CD Review: Somewhere in the Audience

“You feel the urge, you think you can't help it"

Eric Woolfson may be better known as the creator, songwriter and lyricist of The Alan Parsons Project but as a writer of musical theatre, in the great tradition of David Hasselhoff, he was big in Germany (and other parts of Europe and Asia). He passed away in 2009 but a compilation of music from four of his musicals – Gaudi, Gambler, Poe and Dancing Shadows – has been put together with the hope of resuscitating interest in his work either side of the Atlantic.

Somewhere in the Audience is a curious CD – on first listen, one is smacked over the head with the dated feel of the material. Not necessarily in a bad way but rather that the arrangements are so definitively of their time (the late 80s and 90s) that they distract from everything else.
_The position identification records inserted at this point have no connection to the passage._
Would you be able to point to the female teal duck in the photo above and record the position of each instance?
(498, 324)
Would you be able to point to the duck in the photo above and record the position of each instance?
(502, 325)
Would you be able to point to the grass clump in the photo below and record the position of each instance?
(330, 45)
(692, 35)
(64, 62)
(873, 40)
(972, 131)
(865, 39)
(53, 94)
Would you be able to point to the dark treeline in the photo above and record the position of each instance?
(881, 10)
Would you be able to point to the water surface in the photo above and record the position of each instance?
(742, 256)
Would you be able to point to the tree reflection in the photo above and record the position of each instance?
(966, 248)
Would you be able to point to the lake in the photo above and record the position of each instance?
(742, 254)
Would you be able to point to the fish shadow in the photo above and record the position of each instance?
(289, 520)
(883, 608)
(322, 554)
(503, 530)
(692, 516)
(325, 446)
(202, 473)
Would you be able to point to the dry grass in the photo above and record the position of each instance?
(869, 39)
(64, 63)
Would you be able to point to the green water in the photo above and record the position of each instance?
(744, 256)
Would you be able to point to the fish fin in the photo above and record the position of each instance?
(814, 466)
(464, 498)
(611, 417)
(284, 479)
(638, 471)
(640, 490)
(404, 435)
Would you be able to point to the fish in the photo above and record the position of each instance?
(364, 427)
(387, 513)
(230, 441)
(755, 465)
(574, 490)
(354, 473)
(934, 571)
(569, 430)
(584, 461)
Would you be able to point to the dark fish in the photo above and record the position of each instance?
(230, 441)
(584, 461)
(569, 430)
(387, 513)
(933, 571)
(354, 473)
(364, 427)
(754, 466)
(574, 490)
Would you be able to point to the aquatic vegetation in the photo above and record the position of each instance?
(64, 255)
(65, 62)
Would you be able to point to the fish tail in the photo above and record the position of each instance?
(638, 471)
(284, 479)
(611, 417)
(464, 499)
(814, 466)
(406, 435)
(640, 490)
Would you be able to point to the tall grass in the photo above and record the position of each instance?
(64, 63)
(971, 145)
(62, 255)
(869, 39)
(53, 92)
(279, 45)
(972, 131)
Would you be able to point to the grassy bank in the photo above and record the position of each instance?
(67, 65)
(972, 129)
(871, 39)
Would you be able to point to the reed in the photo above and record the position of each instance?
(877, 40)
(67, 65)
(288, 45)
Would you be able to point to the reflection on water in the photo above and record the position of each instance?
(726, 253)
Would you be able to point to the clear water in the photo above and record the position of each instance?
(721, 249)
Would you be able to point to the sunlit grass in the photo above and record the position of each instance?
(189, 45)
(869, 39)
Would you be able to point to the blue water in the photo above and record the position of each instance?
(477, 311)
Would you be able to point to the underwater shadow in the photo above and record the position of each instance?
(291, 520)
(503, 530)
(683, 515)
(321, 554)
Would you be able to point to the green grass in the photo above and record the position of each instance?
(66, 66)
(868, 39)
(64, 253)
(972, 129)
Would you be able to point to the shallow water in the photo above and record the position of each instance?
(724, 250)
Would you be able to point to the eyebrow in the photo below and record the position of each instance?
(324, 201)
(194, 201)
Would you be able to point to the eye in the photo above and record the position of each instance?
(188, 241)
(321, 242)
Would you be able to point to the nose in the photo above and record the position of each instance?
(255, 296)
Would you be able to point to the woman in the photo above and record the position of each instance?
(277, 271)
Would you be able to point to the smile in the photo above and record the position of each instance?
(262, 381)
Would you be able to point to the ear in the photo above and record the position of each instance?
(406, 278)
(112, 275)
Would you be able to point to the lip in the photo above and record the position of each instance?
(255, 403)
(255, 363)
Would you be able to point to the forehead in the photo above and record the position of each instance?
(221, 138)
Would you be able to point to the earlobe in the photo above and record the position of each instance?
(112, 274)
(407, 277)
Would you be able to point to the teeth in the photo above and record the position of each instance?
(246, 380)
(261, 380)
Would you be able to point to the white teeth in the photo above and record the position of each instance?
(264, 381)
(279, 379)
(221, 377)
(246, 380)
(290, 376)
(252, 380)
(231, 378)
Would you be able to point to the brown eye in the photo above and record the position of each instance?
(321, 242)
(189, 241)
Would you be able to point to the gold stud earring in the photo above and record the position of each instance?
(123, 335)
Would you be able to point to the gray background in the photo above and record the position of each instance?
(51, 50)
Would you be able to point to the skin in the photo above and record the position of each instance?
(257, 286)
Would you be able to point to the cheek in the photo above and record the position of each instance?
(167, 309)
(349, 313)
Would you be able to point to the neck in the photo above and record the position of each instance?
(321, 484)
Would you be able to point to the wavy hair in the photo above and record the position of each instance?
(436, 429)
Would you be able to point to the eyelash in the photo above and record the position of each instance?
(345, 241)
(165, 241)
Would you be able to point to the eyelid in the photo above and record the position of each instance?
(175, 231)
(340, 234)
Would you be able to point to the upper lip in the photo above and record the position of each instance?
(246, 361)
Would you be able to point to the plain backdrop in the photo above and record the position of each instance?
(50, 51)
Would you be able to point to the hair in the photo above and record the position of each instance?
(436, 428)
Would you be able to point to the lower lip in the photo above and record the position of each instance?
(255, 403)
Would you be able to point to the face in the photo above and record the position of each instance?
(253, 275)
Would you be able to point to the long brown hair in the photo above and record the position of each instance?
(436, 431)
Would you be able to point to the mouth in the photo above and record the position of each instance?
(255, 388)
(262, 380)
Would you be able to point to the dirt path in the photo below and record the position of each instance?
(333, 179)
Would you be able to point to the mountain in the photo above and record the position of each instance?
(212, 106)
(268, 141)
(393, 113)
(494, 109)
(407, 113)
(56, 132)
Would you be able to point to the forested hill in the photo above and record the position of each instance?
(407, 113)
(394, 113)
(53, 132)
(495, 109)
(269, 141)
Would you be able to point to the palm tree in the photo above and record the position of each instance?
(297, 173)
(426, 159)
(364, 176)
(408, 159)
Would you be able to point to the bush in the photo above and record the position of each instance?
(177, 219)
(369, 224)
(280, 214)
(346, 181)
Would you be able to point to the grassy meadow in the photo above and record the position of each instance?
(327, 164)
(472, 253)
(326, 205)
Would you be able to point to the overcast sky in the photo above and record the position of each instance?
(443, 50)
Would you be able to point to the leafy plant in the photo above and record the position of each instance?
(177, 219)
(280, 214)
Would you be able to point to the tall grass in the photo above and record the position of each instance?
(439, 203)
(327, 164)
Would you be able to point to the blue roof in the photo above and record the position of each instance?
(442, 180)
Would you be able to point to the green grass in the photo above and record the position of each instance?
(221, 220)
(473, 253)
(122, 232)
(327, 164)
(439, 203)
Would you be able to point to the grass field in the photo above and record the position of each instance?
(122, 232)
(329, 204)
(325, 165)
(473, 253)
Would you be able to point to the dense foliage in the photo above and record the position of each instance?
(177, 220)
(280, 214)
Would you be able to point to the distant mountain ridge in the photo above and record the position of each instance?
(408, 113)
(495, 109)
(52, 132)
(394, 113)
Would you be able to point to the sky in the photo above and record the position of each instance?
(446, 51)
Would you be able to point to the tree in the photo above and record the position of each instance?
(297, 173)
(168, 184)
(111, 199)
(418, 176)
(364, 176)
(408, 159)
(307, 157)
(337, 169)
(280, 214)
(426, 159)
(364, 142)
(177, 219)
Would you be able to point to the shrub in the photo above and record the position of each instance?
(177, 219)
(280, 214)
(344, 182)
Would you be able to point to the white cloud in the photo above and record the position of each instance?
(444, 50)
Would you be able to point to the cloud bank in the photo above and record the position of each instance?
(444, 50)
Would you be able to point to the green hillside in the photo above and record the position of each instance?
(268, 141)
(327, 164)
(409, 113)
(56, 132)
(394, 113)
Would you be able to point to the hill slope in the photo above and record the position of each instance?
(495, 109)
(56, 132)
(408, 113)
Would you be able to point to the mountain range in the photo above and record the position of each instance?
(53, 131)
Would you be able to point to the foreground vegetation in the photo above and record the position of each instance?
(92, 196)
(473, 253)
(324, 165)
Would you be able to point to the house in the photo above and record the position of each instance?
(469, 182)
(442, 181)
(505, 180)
Take a number like Too Late – sung with charisma and verve by Tim Howar, Louise Dearman and James Fox, it has a magnificently stirring drive to its structure but given the arrangement it gets here, it calls to mind a Central European power pop number with a jerky shoulder dance routine. 

His balladry is strong (and naturally old-school) – Pia Douwes shines beautifully on both Tiny Star and Far Away, and What Kind of World is sung sensitively by Jacqui Dankworth. Howar and Dearman join forces again to great effect on Parca Guell, and If I Could Write The Book of Life finds its gentle groove in the simplest of pop melodies, Steve Balsamo and Anna-Jane Casey crooning nicely together . 

Woolfson’s gift for songwriting is beyond reproach (Eye in the Sky remains one of my favourite songs ever) but in order for it to gain a foothold here, a radical rethink to its presentation is necessary. That said, there is something of the guilty pleasure about the driving pop of Sharon D Clarke’s Forbidden Fruit and Oliver Tompsett and Jon Lee’s duet on Golden Key, delightfully retro and naff in the best sense of the word. But give me piano and strings versions of these songs and I reckon Woolfson could yet make his mark in theatres here.